A detailed discussion on adjuvant therapy controversies in colorectal cancer is beyond the scope of the article. Hence a brief review of crucial adjuvant therapy issues are discussed.

  1. Adjuvant therapy in resectable colon cancer:

    Adjuvant chemotherapy plays an important role in colon cancer while radiotherapy has a very limited role. There is no benefit in stage I disease and there is a clear-cut benefit in stage III colon cancer for adjuvant chemotherapy. However in stage II colon cancer role of adjuvant chemotherapy is controversial.

    Some patients with high risk stage II disease have a relapse rate approaching that of stage III colon cancer patients. High risk features include tumours which penetrate the bowel wall, adhere or invade surrounding structures, perforation, obstruction, poorly differentiated tumours, extramural vascular invasion and aneuploidy. Due to the effectiveness of systemic chemotherapy in stage III disease, a similar approach has been considered for patients with stage II disease with high risk features.

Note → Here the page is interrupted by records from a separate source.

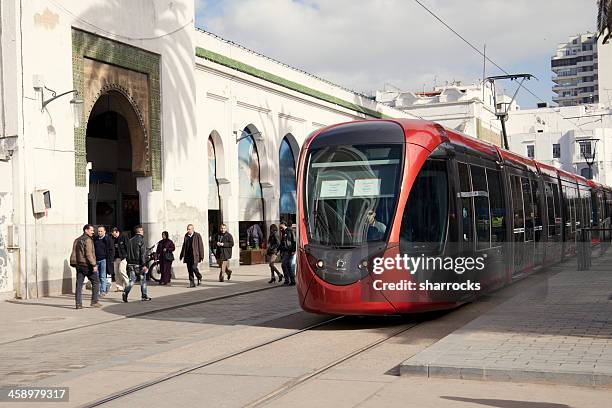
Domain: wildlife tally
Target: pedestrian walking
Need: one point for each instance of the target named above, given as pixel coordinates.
(165, 256)
(104, 255)
(83, 258)
(224, 244)
(192, 253)
(120, 243)
(137, 264)
(273, 253)
(287, 250)
(254, 236)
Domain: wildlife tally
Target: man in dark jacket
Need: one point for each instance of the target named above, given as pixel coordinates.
(192, 253)
(224, 244)
(287, 250)
(120, 243)
(104, 255)
(137, 263)
(83, 258)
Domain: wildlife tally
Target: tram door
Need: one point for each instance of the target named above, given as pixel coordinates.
(538, 233)
(528, 204)
(518, 225)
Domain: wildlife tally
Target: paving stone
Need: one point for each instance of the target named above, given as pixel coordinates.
(559, 330)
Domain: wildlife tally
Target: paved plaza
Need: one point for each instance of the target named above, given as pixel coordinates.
(244, 343)
(559, 330)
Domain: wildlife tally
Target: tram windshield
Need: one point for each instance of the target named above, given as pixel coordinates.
(351, 193)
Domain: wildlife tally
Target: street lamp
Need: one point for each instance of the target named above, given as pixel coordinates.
(256, 135)
(76, 103)
(588, 154)
(502, 114)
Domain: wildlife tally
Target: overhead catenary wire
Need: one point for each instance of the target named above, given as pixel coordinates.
(487, 58)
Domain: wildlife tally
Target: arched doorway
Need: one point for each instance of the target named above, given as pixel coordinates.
(250, 191)
(214, 200)
(115, 150)
(287, 201)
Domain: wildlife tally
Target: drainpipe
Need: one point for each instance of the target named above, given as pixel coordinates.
(22, 158)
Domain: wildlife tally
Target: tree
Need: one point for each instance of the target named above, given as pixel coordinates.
(604, 19)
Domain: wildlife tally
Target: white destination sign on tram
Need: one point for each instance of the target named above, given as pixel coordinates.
(366, 187)
(333, 188)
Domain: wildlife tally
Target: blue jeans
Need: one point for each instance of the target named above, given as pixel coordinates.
(102, 274)
(287, 269)
(134, 270)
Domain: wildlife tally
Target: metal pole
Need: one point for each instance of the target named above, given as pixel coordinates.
(504, 133)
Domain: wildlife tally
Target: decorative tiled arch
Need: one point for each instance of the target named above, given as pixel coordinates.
(87, 45)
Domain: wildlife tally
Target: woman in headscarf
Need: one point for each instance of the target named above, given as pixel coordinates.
(273, 245)
(165, 255)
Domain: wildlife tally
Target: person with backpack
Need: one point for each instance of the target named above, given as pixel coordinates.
(192, 253)
(224, 244)
(287, 249)
(165, 256)
(104, 251)
(83, 258)
(137, 264)
(273, 253)
(120, 243)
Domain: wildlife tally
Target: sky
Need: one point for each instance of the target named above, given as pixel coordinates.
(367, 45)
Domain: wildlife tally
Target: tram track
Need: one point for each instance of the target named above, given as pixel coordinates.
(277, 393)
(120, 394)
(139, 314)
(296, 382)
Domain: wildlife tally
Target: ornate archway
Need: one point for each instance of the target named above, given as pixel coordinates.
(117, 153)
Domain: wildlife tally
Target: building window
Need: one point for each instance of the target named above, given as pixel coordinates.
(586, 173)
(585, 150)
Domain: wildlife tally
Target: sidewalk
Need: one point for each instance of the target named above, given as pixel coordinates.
(31, 318)
(559, 331)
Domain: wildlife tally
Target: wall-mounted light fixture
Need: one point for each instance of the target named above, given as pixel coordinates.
(257, 136)
(76, 103)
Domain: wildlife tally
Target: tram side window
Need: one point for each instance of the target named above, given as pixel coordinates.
(529, 213)
(517, 205)
(537, 218)
(557, 208)
(426, 215)
(566, 211)
(595, 220)
(466, 202)
(550, 207)
(498, 208)
(481, 207)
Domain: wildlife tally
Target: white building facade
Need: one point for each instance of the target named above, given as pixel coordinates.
(575, 68)
(568, 138)
(466, 108)
(168, 126)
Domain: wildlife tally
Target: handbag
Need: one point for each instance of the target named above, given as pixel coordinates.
(168, 256)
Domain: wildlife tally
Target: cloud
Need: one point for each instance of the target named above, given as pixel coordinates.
(363, 44)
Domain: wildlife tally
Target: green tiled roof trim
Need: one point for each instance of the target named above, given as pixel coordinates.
(87, 45)
(275, 79)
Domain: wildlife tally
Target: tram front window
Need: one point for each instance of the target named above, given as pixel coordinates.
(351, 192)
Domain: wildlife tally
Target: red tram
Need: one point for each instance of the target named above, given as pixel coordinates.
(386, 188)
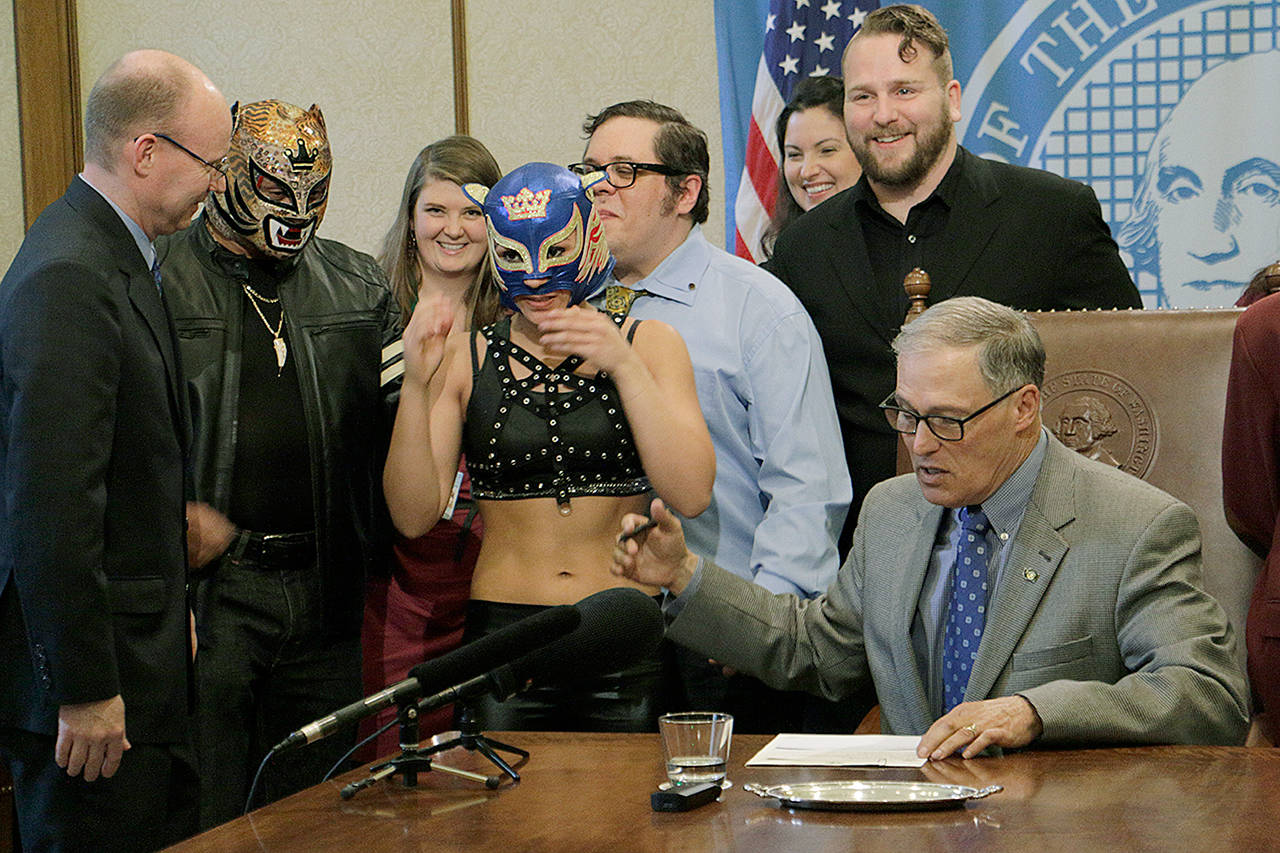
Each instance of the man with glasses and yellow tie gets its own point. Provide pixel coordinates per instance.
(781, 488)
(1008, 593)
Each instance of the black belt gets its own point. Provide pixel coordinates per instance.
(273, 550)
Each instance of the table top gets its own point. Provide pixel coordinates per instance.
(590, 792)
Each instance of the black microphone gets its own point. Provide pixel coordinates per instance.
(462, 662)
(620, 626)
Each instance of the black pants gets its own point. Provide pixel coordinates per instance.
(149, 803)
(625, 701)
(265, 666)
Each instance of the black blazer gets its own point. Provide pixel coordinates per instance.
(1022, 237)
(92, 438)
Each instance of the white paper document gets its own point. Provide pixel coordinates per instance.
(839, 751)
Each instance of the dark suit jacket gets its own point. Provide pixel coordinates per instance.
(1016, 236)
(1100, 617)
(92, 548)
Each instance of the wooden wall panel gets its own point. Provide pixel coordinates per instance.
(48, 100)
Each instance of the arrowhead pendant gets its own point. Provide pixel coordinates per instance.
(282, 352)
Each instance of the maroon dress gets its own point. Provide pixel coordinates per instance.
(417, 612)
(1251, 487)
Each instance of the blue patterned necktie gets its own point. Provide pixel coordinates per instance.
(967, 614)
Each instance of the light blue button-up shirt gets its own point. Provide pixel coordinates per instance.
(781, 482)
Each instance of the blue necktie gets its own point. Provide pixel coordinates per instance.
(967, 614)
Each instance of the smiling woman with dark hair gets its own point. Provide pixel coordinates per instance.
(817, 162)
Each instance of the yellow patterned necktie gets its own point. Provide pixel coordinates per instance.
(618, 299)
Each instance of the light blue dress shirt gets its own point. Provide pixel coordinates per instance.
(781, 482)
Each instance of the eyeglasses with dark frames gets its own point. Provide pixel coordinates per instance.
(945, 427)
(622, 173)
(219, 167)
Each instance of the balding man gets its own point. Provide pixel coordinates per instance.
(95, 658)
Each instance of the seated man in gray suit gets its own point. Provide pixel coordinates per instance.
(1010, 592)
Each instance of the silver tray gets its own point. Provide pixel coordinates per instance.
(872, 796)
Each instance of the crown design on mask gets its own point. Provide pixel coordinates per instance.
(302, 159)
(526, 204)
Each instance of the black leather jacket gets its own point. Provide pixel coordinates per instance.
(342, 315)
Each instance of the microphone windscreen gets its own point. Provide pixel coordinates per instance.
(620, 626)
(494, 649)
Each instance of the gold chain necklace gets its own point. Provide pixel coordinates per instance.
(282, 351)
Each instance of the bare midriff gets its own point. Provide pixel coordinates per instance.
(534, 555)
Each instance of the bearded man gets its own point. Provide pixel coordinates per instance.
(280, 336)
(1016, 236)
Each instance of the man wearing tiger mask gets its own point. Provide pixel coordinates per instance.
(280, 336)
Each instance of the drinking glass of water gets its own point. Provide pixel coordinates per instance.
(695, 744)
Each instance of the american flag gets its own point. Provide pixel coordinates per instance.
(801, 39)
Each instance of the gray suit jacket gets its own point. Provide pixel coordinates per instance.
(1100, 617)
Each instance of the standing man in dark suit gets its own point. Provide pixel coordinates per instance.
(1016, 236)
(95, 655)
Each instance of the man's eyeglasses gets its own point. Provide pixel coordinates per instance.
(945, 427)
(219, 165)
(622, 173)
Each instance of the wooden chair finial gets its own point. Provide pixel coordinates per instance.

    A recent Cochrane analysis[41] concluded that there was no improvement in overall survival in the pooled analysis, but did find that disease-free survival in patients with stage II colon cancer was significantly better with the use of adjuvant therapy. There exists a need to further define which high-risk features in stage II colon cancer patients should be used to select patients for adjuvant therapy. Also, researchers must continue to search for other therapies which might be more effective, shorter in duration and less toxic than those available today.

    Fluorouracil (5FU) based chemotherapy used to be the cornerstone of systemic treatment for colorectal cancer previously. However during the last 2 decades more effective systemic therapy agents have been introduced to clinical practice including Oxaliplatin, Irinotecan, capcetabine, bevacizumab and cetuximab. Current popular chemo regimes for colorectal cancer include FOLFOX and FOLFIRI [42, 43].

  2. Adjuvant Therapy in Rectal cancer:

    Unlike colon cancer both chemo and radiotherapy (RT) play an important role in rectal cancer. Radiotherapy has shown to decrease local recurrence and improve survival in locally advanced rectal cancer patients.

    As far as RT is concerned the controversies revolve around timing, dose and sequencing with chemotherapy. As far as timing is concerned the superiority of PreOp RT was proven over Post Op RT in many randomized trials [44, 45]. As far as dose is concerned the controversy is between Short course preoperative RT consisting 25 Gy/5 fractions over 5 days and conventional RT consisting of 45 Gy/25 fractions over 5 weeks. A recent meta analysis by Ceelen W P et al.[46] did not reveal any significant advantage of one over other.